The integration with Azure Active Directory and the AWS cloud is amazing, as most products nowadays require the creation of a customized integration. With Duo Security, it was more like native integration, and it took me five minutes to register.

The solution is straightforward, requiring minimal training and expertise to operate; IT staff have no problem understanding it.

The GUI is excellent, and the solution has valuable features, including policies and easy integration. It's a fantastic product.

Cisco owns Duo Security, and they are trusted everywhere, so establishing trust for access requests is never an issue. This is a major factor because when it comes to security, the solution must come from a trusted organization. We don't want to place our security in the hands of unknown third-party organizations; data leaks are a genuine concern. 

I can't give specific details of my organization's security risks, but I can say that Duo Security has eliminated trust from my organization's network architecture. 

I'm amazed by the product, especially by the ease of implementation. One of our major clients was equally impressed with the product. We use this solution to secure our network, which meets all our needs.   

Compared with other products, Duo Security is excellent; I'm very impressed, and so are my colleagues. I can't speak highly enough of this solution. The support of hybrid work is vital nowadays, as many organizations are moving from on-premises to cloud and hybrid environments, so it's important for the product to be compatible with both environments.

In the enterprise segment, we require many solutions to defend against different threats, with each system responsible for its own security function. Duo Security remediates the specific threats we need and has all the necessary features. 

I would rate the solution a 10 out of 10 in this area. 

Integration with a product such as Microsoft Sentinel would be great. As the product continually improves, I'm unsure if this feature is available.

We have been using the solution for two years. 

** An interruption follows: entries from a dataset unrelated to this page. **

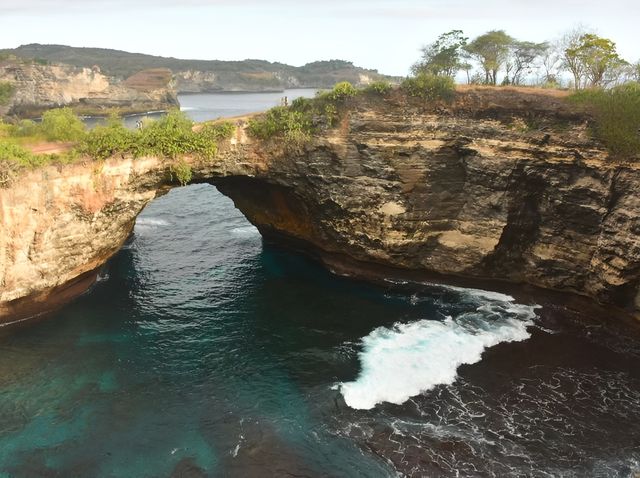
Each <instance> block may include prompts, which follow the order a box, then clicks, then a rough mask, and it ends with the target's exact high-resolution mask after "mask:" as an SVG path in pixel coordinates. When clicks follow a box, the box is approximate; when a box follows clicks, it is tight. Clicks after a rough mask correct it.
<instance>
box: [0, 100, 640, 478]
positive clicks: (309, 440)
mask: <svg viewBox="0 0 640 478" xmlns="http://www.w3.org/2000/svg"><path fill="white" fill-rule="evenodd" d="M214 96H215V95H214ZM216 101H218V100H216V98H215V97H213V98H208V99H207V100H206V101H205V100H202V103H203V106H202V108H201V109H200V111H201V112H202V111H204V110H207V111H208V114H210V115H213V114H218V115H219V114H220V113H219V112H218V113H216V111H218V110H216V106H215V105H216V104H218V103H216ZM224 101H229V100H228V98H226V99H225V100H224ZM205 103H206V104H205ZM250 106H251V105H250V104H249V105H247V106H246V108H247V109H249V107H250ZM194 108H195V106H194ZM605 319H606V317H605V318H598V317H596V316H595V315H594V314H592V313H591V312H590V311H585V312H584V313H576V312H571V311H569V310H567V309H566V308H564V307H563V306H562V304H558V303H557V302H552V301H550V300H546V299H543V298H539V299H526V300H525V299H519V300H516V299H513V298H511V297H509V296H506V295H503V294H497V293H492V292H483V291H478V290H470V289H459V288H452V287H446V286H440V285H435V284H399V283H394V284H391V283H390V284H389V286H388V287H381V286H373V285H367V284H363V283H359V282H355V281H351V280H348V279H343V278H338V277H335V276H332V275H331V274H329V273H328V272H327V271H325V270H324V269H322V268H321V267H320V266H318V265H317V264H315V263H314V262H312V261H310V260H307V259H306V258H304V257H301V256H299V255H297V254H294V253H290V252H287V251H285V250H282V249H279V248H276V247H273V246H269V245H265V244H263V242H262V240H261V238H260V235H259V234H258V232H257V231H256V229H255V228H253V227H252V226H251V225H250V224H248V223H247V221H246V220H245V218H244V217H243V216H242V215H241V214H240V213H239V212H238V211H237V210H236V209H235V208H234V207H233V204H232V203H231V201H229V200H228V199H227V198H225V197H223V196H222V195H220V194H219V193H218V192H217V190H216V189H215V188H214V187H212V186H209V185H197V186H190V187H187V188H179V189H176V190H173V191H172V192H171V193H169V194H168V195H166V196H163V197H161V198H159V199H157V200H156V201H154V202H153V203H151V204H150V205H149V206H148V207H147V208H146V209H145V211H144V212H143V213H142V214H141V216H140V217H139V219H138V222H137V224H136V227H135V231H134V234H133V235H132V237H131V239H130V240H129V242H128V243H127V244H126V245H125V247H124V248H123V249H122V250H121V251H120V252H119V253H118V254H117V255H116V256H115V257H114V258H113V259H112V260H111V261H110V262H109V264H108V266H107V268H106V269H105V271H104V272H103V273H102V275H101V279H100V281H99V283H98V284H97V285H96V286H95V287H94V288H93V289H92V290H91V291H90V292H89V293H87V294H85V295H84V296H83V297H81V298H80V299H79V300H77V301H75V302H74V303H73V304H70V305H69V306H67V307H65V308H64V309H63V310H61V311H59V312H57V313H55V314H53V316H51V317H47V318H46V319H43V320H39V321H35V322H32V323H27V324H25V325H24V326H22V327H20V328H18V329H11V330H0V476H2V477H40V476H60V477H76V476H77V477H85V476H86V477H169V476H193V477H196V476H198V477H199V476H215V477H217V476H232V477H235V476H238V477H246V476H255V477H269V476H278V477H279V476H310V477H316V476H331V477H386V476H499V477H502V476H514V477H515V476H571V477H573V476H575V477H583V476H602V477H614V476H619V477H631V476H633V473H634V471H635V470H637V469H638V468H639V462H640V424H639V419H638V417H640V371H639V370H638V367H637V363H638V358H639V357H640V336H639V335H638V331H637V329H636V328H634V327H632V326H629V327H627V326H624V325H620V326H618V325H616V324H617V322H616V321H614V322H612V323H608V322H607V321H606V320H605ZM420 390H424V392H423V393H420Z"/></svg>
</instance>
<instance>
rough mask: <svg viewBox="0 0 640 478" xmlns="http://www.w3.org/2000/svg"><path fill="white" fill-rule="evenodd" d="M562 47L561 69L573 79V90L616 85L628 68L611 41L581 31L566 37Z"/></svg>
mask: <svg viewBox="0 0 640 478" xmlns="http://www.w3.org/2000/svg"><path fill="white" fill-rule="evenodd" d="M562 46H563V65H564V67H565V68H566V69H567V70H569V71H570V72H571V74H572V75H573V82H574V87H575V89H576V90H578V89H580V88H584V87H587V86H594V87H598V86H606V85H607V84H609V83H612V82H615V81H616V80H617V79H618V78H619V76H620V75H621V73H622V69H623V67H624V66H625V65H627V62H626V61H624V60H623V59H622V58H621V57H620V56H619V55H618V52H617V51H616V44H615V43H614V42H613V41H611V40H609V39H607V38H602V37H599V36H598V35H596V34H594V33H589V32H585V31H584V30H574V31H573V32H570V33H569V34H567V35H566V36H565V37H564V39H563V45H562Z"/></svg>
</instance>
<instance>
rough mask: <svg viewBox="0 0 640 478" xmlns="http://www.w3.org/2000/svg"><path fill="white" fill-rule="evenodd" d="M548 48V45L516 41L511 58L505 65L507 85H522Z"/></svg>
mask: <svg viewBox="0 0 640 478" xmlns="http://www.w3.org/2000/svg"><path fill="white" fill-rule="evenodd" d="M548 48H549V45H548V44H547V43H533V42H530V41H514V42H513V43H512V45H511V56H510V58H509V59H508V60H507V62H506V63H505V69H506V71H507V75H506V77H505V80H506V83H510V84H512V85H520V84H522V80H523V79H524V77H525V76H526V75H528V74H529V73H531V71H532V70H533V68H534V66H535V62H536V61H537V60H538V59H540V58H541V57H542V55H543V54H544V53H545V52H546V51H547V49H548Z"/></svg>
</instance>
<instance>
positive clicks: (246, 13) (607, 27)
mask: <svg viewBox="0 0 640 478" xmlns="http://www.w3.org/2000/svg"><path fill="white" fill-rule="evenodd" d="M577 25H583V26H585V27H589V28H590V29H593V30H595V31H596V32H597V33H598V34H600V35H602V36H605V37H608V38H611V39H612V40H614V41H615V42H616V43H617V45H618V51H619V52H620V53H621V55H622V56H623V58H625V59H627V60H629V61H637V60H640V41H638V38H639V33H638V29H639V26H640V0H608V1H602V0H598V1H592V0H535V1H531V0H510V1H507V0H482V1H466V0H464V1H463V0H396V1H392V0H322V1H311V0H182V1H170V0H0V48H13V47H16V46H19V45H21V44H26V43H55V44H64V45H72V46H84V47H103V48H114V49H119V50H126V51H131V52H140V53H149V54H154V55H162V56H173V57H176V58H194V59H207V60H210V59H219V60H243V59H246V58H258V59H264V60H269V61H279V62H283V63H288V64H291V65H303V64H305V63H308V62H311V61H316V60H328V59H343V60H349V61H353V62H354V63H355V64H356V65H358V66H362V67H366V68H374V69H377V70H379V71H380V72H381V73H386V74H391V75H402V76H403V75H406V74H407V73H408V71H409V67H410V66H411V64H412V63H414V62H415V61H416V60H417V59H418V57H419V55H420V52H419V50H420V47H421V46H423V45H425V44H428V43H429V42H431V41H433V40H434V39H435V38H436V37H437V36H438V35H439V34H441V33H444V32H447V31H449V30H452V29H461V30H464V32H465V33H466V35H467V36H469V37H471V38H473V37H474V36H477V35H479V34H482V33H484V32H486V31H488V30H494V29H503V30H506V31H507V33H509V34H510V35H512V36H513V37H516V38H518V39H521V40H530V41H545V40H555V39H557V38H558V37H560V36H561V35H562V33H563V32H565V31H567V30H570V29H572V28H573V27H575V26H577Z"/></svg>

The solution is 100% stable.

I work with many products, and I've realized that the ones based in America run SMS and phone call communications through Twilio. As we are outside America, Twilio isn't correctly integrated with our local ISPs, so it has some issues with our IPs. This can impede our communications and is an issue I've faced multiple times because of Twilio.

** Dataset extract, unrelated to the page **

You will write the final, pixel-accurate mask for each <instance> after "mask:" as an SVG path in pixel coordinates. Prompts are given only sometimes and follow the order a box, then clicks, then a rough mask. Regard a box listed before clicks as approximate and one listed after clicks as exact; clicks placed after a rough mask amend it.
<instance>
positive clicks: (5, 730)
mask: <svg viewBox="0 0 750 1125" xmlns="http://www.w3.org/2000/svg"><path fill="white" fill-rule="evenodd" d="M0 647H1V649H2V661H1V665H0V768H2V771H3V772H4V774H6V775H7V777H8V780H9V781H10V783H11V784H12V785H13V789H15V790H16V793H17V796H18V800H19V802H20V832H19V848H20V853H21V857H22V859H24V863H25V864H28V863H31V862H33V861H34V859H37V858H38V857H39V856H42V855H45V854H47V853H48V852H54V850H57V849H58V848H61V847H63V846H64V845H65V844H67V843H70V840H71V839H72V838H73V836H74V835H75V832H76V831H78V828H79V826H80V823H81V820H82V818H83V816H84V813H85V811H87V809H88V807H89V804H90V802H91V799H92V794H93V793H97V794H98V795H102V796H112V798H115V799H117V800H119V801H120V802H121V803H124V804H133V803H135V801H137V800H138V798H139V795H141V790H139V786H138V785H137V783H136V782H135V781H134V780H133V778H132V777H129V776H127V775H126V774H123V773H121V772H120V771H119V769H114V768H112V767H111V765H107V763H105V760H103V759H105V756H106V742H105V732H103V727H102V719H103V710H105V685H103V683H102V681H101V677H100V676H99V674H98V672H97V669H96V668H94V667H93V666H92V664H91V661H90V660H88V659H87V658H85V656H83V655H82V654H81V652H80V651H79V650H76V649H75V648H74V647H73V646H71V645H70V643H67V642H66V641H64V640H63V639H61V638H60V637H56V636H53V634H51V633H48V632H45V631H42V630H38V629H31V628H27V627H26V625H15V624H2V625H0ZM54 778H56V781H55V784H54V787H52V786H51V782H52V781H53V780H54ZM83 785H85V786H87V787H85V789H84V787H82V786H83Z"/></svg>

The platform is highly scalable, and Duo Security is constantly improving its product; I receive weekly emails about new features and improvements they have made.

The support staff are fantastic, they're very impressive and I would rate them a 10 out of 10. 

Positive

We use the native Microsoft Authenticator and implement Duo Security as an additional layer of protection.

The initial setup is straightforward; Duo Security provides excellent documentation and support compared to other companies. This solution can be deployed in a day.

I deployed the solution myself using the provided documentation and sometimes reached out to support. I never had an issue, and implementation took just two days.

We definitely received an ROI; the solution improved our security by perhaps 70%, and this particular landing zone requires significant protection.

I only need the solution for IT staff, which makes it relatively cheap. If I deployed it for the whole company, it would be costly, so it depends on the number of users. Duo Security is affordable compared to other products in the segment.

I don't exactly remember which other solutions we considered, but we used G2's platform's reports to evaluate them.

I would rate this solution a nine out of ten. 

The maintenance of network connectivity depends on the complexity of the organization. It is easy to implement for our company and our architecture, but it wouldn't be as easy for a more complex network structure like a bank. We use the SaaS version of the product, so it's straightforward to implement and maintain. 

Our staff weren't used to using MFA, so it was initially frustrating for them, but this is a security requirement for us, and they adapted to it.

I would advise leaders looking to build resilience in their organization to implement another MFA product like Duo Security.